Numerical Investigation of Fluid Flow Through Catalytic Converter using Topological Changes.

Abstract

In the current scenario Air pollution and global warming are the major issues in the world. And the emissions from internal combustion engine contribute more amount of air pollution. Catalytic converter plays an important role in reducing these harmful emissions, but the presence of catalytic converter increases the exhaust back pressure. This increase in back pressure causes increase in fuel consumption and decrease in the efficiency of engine. In this study, Numerical investigation is carried out in order to understand the flow through the catalytic converter using different topological changes. An attempt has been made to design and get the optimized back pressure of catalytic converter by using CFD software (Fluent).

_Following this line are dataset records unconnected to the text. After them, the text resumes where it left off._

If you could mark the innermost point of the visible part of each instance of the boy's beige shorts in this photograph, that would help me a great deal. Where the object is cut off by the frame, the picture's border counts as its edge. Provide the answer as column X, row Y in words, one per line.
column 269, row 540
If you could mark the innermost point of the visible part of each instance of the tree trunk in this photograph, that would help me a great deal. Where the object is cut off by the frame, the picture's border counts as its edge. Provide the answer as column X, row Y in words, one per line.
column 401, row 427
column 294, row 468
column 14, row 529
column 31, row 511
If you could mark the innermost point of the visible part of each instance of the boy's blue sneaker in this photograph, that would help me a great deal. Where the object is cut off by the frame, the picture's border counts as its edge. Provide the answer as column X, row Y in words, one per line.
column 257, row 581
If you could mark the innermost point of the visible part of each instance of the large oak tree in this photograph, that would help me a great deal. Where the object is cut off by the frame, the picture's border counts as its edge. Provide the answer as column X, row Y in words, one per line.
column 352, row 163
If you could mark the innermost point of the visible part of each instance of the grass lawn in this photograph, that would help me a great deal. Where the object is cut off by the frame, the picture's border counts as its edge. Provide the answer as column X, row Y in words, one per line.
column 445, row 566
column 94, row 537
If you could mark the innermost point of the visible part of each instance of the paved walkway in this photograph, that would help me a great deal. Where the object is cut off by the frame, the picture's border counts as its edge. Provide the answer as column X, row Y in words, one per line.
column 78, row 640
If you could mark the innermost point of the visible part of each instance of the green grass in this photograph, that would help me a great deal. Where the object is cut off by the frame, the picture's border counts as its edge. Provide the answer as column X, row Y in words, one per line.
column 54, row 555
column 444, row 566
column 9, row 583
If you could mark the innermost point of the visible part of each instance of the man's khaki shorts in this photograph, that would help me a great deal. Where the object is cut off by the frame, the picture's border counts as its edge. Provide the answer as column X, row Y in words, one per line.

A CFD model K-epsilon turbulence model and porous media are utilized to simulate the flow through monolithic ceramic substrate. The analysis involved determining back pressure across the converter system for a given mass flow rate. In CFD analysis various models with different topological changes such as Inlet cone diameter (90mm,95mm,100mm), inlet Cone angle (90^o,45^o,23^o) Cone length (25mm,65mm,65mm) were simulated using the appropriate boundary conditions and fluid properties specified to the system with suitable assumptions. The numerical results were studied to get the optimized back pressure at inlet of the converter and it is found to be at 100mm cone diameter and cone angle 23^o.